Pollinators and intercropping help faba beans fix more nitrogen
Faba beans growing in diverse, intercropped fields show more active nitrogen-fixing nodules and higher yields, thanks in part to pollinators and edge effects. A new study demonstrates how strategic field layouts can contribute to beneficial plant-soil interactions.
Faba beans, like other legumes, can draw nitrogen directly from the air and convert it into a form they can use. They do this with thanks to a partnership with nitrogen-fixing bacteria that live in nodules on their roots. Farming practices and biotic interactions might affect this natural process.
Exploring how strip edges shape bean growth and nitrogen fixation
SLU researchers recently examined how strip-intercropping, the practice of planting different crops side by side, might influence the performance of faba beans. They wanted to know whether beans planted at the edges of intercropped strips behave differently from those growing in sole-cropping systems. Laura Riggi is one of the authors of the study:
– Edges are special places in agriculture: they often have more sunlight and airflow, they may encounter different soil conditions, and they are more accessible to insects such as bees. The question that we asked was: can these edge effects make a measurable difference in how well beans grow and fix nitrogen?
The answer, at least in this first round of experiments, appears to be yes. The researchers found that faba beans growing at the edge of the strip, neighbouring a strip of pumpkin plants, developed more root nodules, and the nodules were larger and more active than those in the sole crop. In fact, strip-intercrop plants had nearly half as much total nodule mass as sole crop plants. Yields were also higher in the strip-intercrop plants, pointing to a synergy between planting layout, pollination, and nodulation.
– We found that faba bean yield depends not just on pollination but also on how many of the plant’s root nodules are active in fixing nitrogen. In self-pollinated plants, having more active nodules helped close the yield gap by increasing the number of seeds per pod, says Chloë Raderschall, another author of the study.
Pollination and intercropping interact in unexpected ways to influence bean productivity
The researchers also observed more complex patterns depending on whether beans were grown in sole crop or strip-intercrop systems.

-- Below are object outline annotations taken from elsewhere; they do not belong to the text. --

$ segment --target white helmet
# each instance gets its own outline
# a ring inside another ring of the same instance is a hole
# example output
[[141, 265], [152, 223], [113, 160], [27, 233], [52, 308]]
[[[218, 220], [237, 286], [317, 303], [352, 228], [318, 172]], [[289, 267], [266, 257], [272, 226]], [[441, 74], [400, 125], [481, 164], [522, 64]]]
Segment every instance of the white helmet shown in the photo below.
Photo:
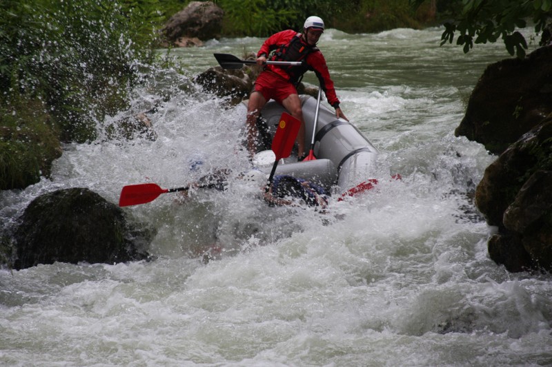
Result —
[[305, 21], [303, 28], [306, 30], [313, 28], [324, 30], [324, 21], [318, 17], [309, 17]]

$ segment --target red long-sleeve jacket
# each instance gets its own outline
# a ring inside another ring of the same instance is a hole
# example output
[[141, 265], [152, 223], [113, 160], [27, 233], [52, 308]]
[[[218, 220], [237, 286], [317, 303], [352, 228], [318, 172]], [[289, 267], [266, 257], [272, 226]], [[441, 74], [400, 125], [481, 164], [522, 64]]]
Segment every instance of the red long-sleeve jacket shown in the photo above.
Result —
[[[282, 45], [287, 45], [297, 34], [297, 32], [292, 30], [283, 30], [273, 34], [264, 41], [259, 52], [257, 53], [257, 56], [259, 57], [261, 55], [264, 54], [268, 57], [271, 51], [277, 50]], [[300, 42], [306, 47], [308, 47], [302, 37]], [[326, 59], [324, 58], [322, 53], [318, 49], [316, 49], [316, 50], [310, 52], [307, 55], [305, 59], [305, 62], [306, 62], [306, 64], [310, 66], [310, 68], [314, 70], [315, 74], [316, 74], [320, 82], [320, 85], [322, 85], [322, 90], [324, 90], [326, 94], [328, 103], [334, 108], [337, 108], [339, 106], [339, 100], [337, 98], [337, 95], [335, 93], [333, 81], [330, 78], [330, 72], [328, 70], [328, 65], [326, 64]], [[289, 74], [288, 74], [284, 69], [277, 65], [267, 65], [265, 66], [265, 69], [277, 74], [286, 80], [290, 79]]]

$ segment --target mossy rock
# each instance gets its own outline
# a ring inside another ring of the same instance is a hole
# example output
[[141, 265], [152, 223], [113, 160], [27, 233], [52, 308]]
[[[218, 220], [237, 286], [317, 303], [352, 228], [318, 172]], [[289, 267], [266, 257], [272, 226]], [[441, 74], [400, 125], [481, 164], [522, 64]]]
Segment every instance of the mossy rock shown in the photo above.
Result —
[[52, 162], [61, 156], [59, 134], [40, 101], [0, 109], [0, 190], [23, 189], [49, 177]]
[[14, 231], [14, 269], [55, 262], [124, 262], [146, 259], [155, 231], [127, 220], [123, 211], [82, 188], [34, 199]]

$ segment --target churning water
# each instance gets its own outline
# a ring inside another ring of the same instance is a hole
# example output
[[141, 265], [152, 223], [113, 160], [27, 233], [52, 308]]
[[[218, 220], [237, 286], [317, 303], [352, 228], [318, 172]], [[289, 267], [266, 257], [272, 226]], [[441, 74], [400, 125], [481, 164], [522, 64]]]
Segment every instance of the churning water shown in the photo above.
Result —
[[[470, 198], [496, 157], [453, 135], [486, 65], [507, 55], [502, 45], [440, 48], [441, 32], [330, 30], [320, 41], [344, 112], [380, 150], [376, 189], [326, 214], [268, 207], [239, 182], [126, 208], [157, 230], [155, 261], [0, 271], [0, 364], [552, 364], [550, 277], [489, 260], [493, 228]], [[263, 41], [173, 50], [186, 76], [159, 72], [113, 118], [157, 104], [157, 140], [65, 147], [51, 180], [0, 193], [3, 222], [58, 189], [117, 202], [126, 185], [248, 169], [244, 109], [192, 79], [215, 65], [213, 52], [241, 56]], [[194, 253], [213, 244], [225, 251], [206, 265]]]

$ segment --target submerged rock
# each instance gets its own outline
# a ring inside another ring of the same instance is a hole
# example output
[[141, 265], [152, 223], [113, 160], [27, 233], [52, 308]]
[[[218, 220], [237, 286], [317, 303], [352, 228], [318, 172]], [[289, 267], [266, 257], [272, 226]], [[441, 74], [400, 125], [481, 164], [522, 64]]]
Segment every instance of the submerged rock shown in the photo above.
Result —
[[82, 188], [34, 199], [16, 229], [16, 269], [55, 262], [123, 262], [148, 258], [152, 231], [130, 224], [124, 213]]
[[179, 45], [179, 39], [207, 41], [220, 37], [224, 10], [213, 1], [192, 1], [168, 20], [161, 30], [166, 39]]

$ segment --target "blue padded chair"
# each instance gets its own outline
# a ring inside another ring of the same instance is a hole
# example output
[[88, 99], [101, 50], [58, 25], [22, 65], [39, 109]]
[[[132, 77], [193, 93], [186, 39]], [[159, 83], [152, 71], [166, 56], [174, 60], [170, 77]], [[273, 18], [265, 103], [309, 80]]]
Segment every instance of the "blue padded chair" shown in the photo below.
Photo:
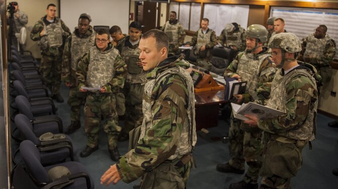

In the sole crop, insect-pollinated plants showed a trade-off: higher nodulation sometimes coincided with fewer seeds. In intercropped systems, though, this trade-off disappeared. The authors caution that plant development stage and other factors might have influenced the results, so more detailed studies are needed. Still, these findings suggest that both pollinators and spatial crop diversity play important roles in boosting faba bean yield.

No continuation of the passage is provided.